Jackie Bell’s draft identifies priority clinical issues and proposes reasonable interventions. To strengthen the executive summary for stakeholders and operational leaders, add baseline data, clarify measurement definitions, expand implementation and staffing details, and convert goals into SMART format. These changes will increase the plan’s credibility, feasibility, and evaluability and support improved patient outcomes in infection control, pressure-injury reduction, and nutrition management (CDC, 2019; NPIAP, 2019).

References

  • AHRQ. (2014). TeamSTEPPS® 2.0: Strategies to Improve Team Performance and Patient Safety. Agency for Healthcare Research and Quality.
  • Berkhout, J. M. M., et al. (2020). The relationship between difficulties in feeding oneself and loss of weight in nursing-home patients with dementia. British Geriatrics Society.
  • CDC. (2019). Infection Control Assessment and Response (ICAR) Tools and Guidance for Long-term Care Facilities. Centers for Disease Control and Prevention.
  • Doran, G. T. (1981). There's a S.M.A.R.T. way to write management's goals and objectives. Management Review.
  • Nanduri, S. (2019). A prolonged and large outbreak of invasive group A Streptococcus disease within a nursing home: repeated interfacility transmission of a single strain. Clinical Microbiology and Infection, 25(2).

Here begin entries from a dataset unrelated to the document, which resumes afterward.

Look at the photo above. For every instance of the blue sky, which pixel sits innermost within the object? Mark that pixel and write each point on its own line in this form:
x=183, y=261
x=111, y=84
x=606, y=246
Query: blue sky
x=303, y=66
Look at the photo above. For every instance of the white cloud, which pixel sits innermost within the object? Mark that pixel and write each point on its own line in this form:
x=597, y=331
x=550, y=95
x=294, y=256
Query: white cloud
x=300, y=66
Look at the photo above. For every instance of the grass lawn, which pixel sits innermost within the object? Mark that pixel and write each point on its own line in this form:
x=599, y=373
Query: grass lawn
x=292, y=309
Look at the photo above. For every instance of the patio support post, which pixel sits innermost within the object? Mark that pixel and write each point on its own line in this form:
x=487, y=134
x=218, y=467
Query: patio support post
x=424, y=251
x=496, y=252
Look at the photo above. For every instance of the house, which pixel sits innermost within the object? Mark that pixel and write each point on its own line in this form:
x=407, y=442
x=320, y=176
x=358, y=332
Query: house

  • NPIAP. (2019). Prevention and Treatment of Pressure Ulcers/Injuries: Clinical Practice Guideline. National Pressure Injury Advisory Panel.
  • Ogundeji, K. D., et al. (2020). Hand Washing: An Essential Infection Control Practice. International Journal of Caring Sciences, 13(1).
  • Walston, S. L. (2017). Organizational Behavior and Theory in Healthcare. Association of University Programs.
  • Ward, B. (2020). How to prevent hospital-acquired infections. Healthcare Life Safety Compliance, 23(10).
  • Wynn, M. (2020). Patient expectations of pressure ulcer. British Journal of Nursing.
  • WHO. (2009). WHO Guidelines on Hand Hygiene in Health Care: First Global Patient Safety Challenge Clean Care is Safer Care. World Health Organization.